Onder de titel “Creatieve ondernemers floreren in broedplaatsen” heeft het NOS-Journaal aandacht besteed aan een nieuw en sterk in opkomst zijnd fenomeen in het bedrijfsleven. Zo wordt gemeld dat alleen al in Amsterdam zeventig “broedplaatsen” zijn, waarin bedrijfjes van allerlei disciplines in één pand met elkaar samenwerken. De gedachte kwam bij mij op dat dit neigt in de richting van associaties, zoals door Rudolf Steiner is beschreven in zijn driegeledingsliteratuur. Of heeft dit fenomeen daar niets mee van doen?
Imke Jelle van Dam, Zwolle
een antwoord
Het sterk groeiende fenomeen van de “broedplaatsen” zien we in heel Nederland ontstaan. Het is naar mijn mening het antwoord op de tendens tot kleinschalige individualisering én samenwerking in het economische leven.
Steeds meer voormalige werknemers wensen hun talenten, kennis en ervaring als ZZP’er (Zelf- standige Zonder Personeel) in te zetten en te bundelen met andere ZZP’ers.

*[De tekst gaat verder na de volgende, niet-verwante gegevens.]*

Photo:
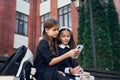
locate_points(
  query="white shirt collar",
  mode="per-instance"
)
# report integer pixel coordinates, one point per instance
(63, 46)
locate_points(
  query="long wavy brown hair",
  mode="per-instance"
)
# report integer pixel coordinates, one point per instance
(48, 24)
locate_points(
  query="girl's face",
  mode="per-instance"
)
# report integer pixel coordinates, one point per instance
(64, 37)
(53, 32)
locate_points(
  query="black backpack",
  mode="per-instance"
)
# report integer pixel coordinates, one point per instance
(19, 64)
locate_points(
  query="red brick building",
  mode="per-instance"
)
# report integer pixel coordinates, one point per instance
(21, 21)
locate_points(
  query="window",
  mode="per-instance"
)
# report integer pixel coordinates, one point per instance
(42, 19)
(21, 24)
(65, 16)
(26, 1)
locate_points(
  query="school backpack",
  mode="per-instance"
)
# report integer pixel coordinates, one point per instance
(19, 64)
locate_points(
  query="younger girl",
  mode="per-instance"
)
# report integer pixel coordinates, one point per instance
(66, 43)
(47, 57)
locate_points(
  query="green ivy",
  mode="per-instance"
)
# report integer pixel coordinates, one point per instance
(107, 36)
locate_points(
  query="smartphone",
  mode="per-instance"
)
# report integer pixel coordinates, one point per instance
(79, 47)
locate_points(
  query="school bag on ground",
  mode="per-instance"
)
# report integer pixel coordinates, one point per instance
(19, 64)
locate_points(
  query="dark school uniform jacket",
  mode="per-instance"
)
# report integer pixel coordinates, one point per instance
(43, 57)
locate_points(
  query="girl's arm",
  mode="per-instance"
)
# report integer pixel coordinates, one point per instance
(72, 53)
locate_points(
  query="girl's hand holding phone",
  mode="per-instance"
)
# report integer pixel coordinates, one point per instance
(73, 53)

Door middel van de broedplaatsen worden deze wensen fysiek gefaciliteerd en zo ontstaan zeer flexibele en doelgerichte ondernemingen van samenwerkende zelfstandigen.
Ik zie in deze ontwikkeling het hoopvolle begin van een nieuwe economie, waarin samenwerking en broederschap de drijfveren zijn en waarin de oude hiërarchische machtsverhoudingen zijn afgeschaft. Een nieuwe economie met een menselijke maat, waarin niemand meer de ander kan “bezitten”, niet als aandeelhouder en niet als werkgever. Een nieuwe economie waarin de deelnemers gelijkwaardig zijn en zich in volledige vrijheid kunnen ontplooien.
Het is inderdaad een hoopvol begin op weg naar een associatieve economie zoals Rudolf Steiner die aangaf. Daartoe dienen ook de consumenten nog hun juiste rol te gaan spelen in nieuwe samenwer- kingsverbanden met producenten en handelaren.
Dat is nu nog niet het geval, maar daar zijn het ook broedplaatsen voor. Ik weet zeker dat er met genoeg warmte, liefde en bewustzijn iets prachtigs uit geboren kan worden.